Şair farkında olandır; farkında olan ve titiz. O, sathî olanı değil, sathın gizlediğini görebilen bir bakışa sahiptir. Gördüğünü kelimelerle resmeden, remz, tasvir erbabıdır. Yani şair, herkesin sıradan/olağan saydığı oluşların arka planında bir iç ahengin varlığını teşhis ve tespit eder. Ve şiiriyle sözü kanatlandırıp, muhayyel bir âleme taşır bizi; Yalnızların, muzdariplerin dünyasına. Sözün ‘kekeme’ halini gizleyendir şiir; kekeme ve yarım. Şair, söyledikleriyle değil, söylemedikleriyle konuşur! Şair, susan adamdır.
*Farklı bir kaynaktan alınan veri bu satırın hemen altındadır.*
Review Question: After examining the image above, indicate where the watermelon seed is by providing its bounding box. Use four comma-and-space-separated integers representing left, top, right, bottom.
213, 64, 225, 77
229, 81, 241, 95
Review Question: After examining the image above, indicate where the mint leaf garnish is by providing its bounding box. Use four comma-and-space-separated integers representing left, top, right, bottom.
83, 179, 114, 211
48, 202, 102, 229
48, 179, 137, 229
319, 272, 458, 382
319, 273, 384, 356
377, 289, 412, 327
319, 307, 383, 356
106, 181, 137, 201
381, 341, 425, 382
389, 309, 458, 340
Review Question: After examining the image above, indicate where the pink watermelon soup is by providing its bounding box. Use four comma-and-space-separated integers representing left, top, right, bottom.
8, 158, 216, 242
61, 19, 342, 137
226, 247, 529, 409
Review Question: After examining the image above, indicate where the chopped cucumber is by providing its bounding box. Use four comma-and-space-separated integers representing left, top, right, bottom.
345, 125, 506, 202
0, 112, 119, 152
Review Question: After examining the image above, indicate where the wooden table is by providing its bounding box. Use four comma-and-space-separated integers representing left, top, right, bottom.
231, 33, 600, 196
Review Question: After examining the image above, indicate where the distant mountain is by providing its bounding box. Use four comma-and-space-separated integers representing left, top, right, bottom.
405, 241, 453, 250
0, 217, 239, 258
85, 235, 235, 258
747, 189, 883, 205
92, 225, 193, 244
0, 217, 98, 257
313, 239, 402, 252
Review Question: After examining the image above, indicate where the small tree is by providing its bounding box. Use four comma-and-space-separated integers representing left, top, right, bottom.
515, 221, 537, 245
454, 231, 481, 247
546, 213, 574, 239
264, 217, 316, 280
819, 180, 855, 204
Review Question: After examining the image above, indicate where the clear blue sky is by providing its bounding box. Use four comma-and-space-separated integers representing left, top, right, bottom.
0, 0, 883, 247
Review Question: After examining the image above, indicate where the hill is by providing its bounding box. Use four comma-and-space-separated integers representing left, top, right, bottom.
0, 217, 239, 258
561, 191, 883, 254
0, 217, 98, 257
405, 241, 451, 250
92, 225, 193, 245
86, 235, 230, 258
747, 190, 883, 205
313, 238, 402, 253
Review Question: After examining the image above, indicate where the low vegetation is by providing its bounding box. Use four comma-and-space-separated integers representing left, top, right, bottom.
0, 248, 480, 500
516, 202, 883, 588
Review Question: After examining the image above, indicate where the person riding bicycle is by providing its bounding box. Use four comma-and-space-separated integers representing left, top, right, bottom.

İnsan nazarını dıştan içe (afaktan enfüse), zahirden bâtına, akıldan gönül’e çevirdikçe ve kendi içinde ‘kendini bilme’ adına keşif amaçlı yürüyüşünü sürdürdükçe, masivadan maveraya, beşerden insana yol alacaktır. Şair, bu iç yolculuğunda daha donanımlı ve istidatlıdır. Ancak! Fikirsiz, mihmandarsız, talepsiz ve çilesiz, en önemlisi manevi donanımsız bir yolculuk ki nereye olursa olsun, hedefe vardırmaz. ‘Aşk olmadan meşk olmaz’. Aşk ki Hakka erdiricidir. (Şaire verdiğimiz paye, sıra dışılık, onun her hâlde hakikati idrak ettiğini ifade etmez. Muhayyilesi onu hakikatten uzaklaştırabilir de… Meçhulü kurcalayan merak/tecessüs, Onu mutlak hakikate eriştiremezse, cinnetin eşiğine getirebilir.  Yoksa bir insan-ı kâmil, hakiki bir âlim ve Hakka râm olmuş bir gönül adamı zaten şairin varmak istediği yerde durmaktadır.)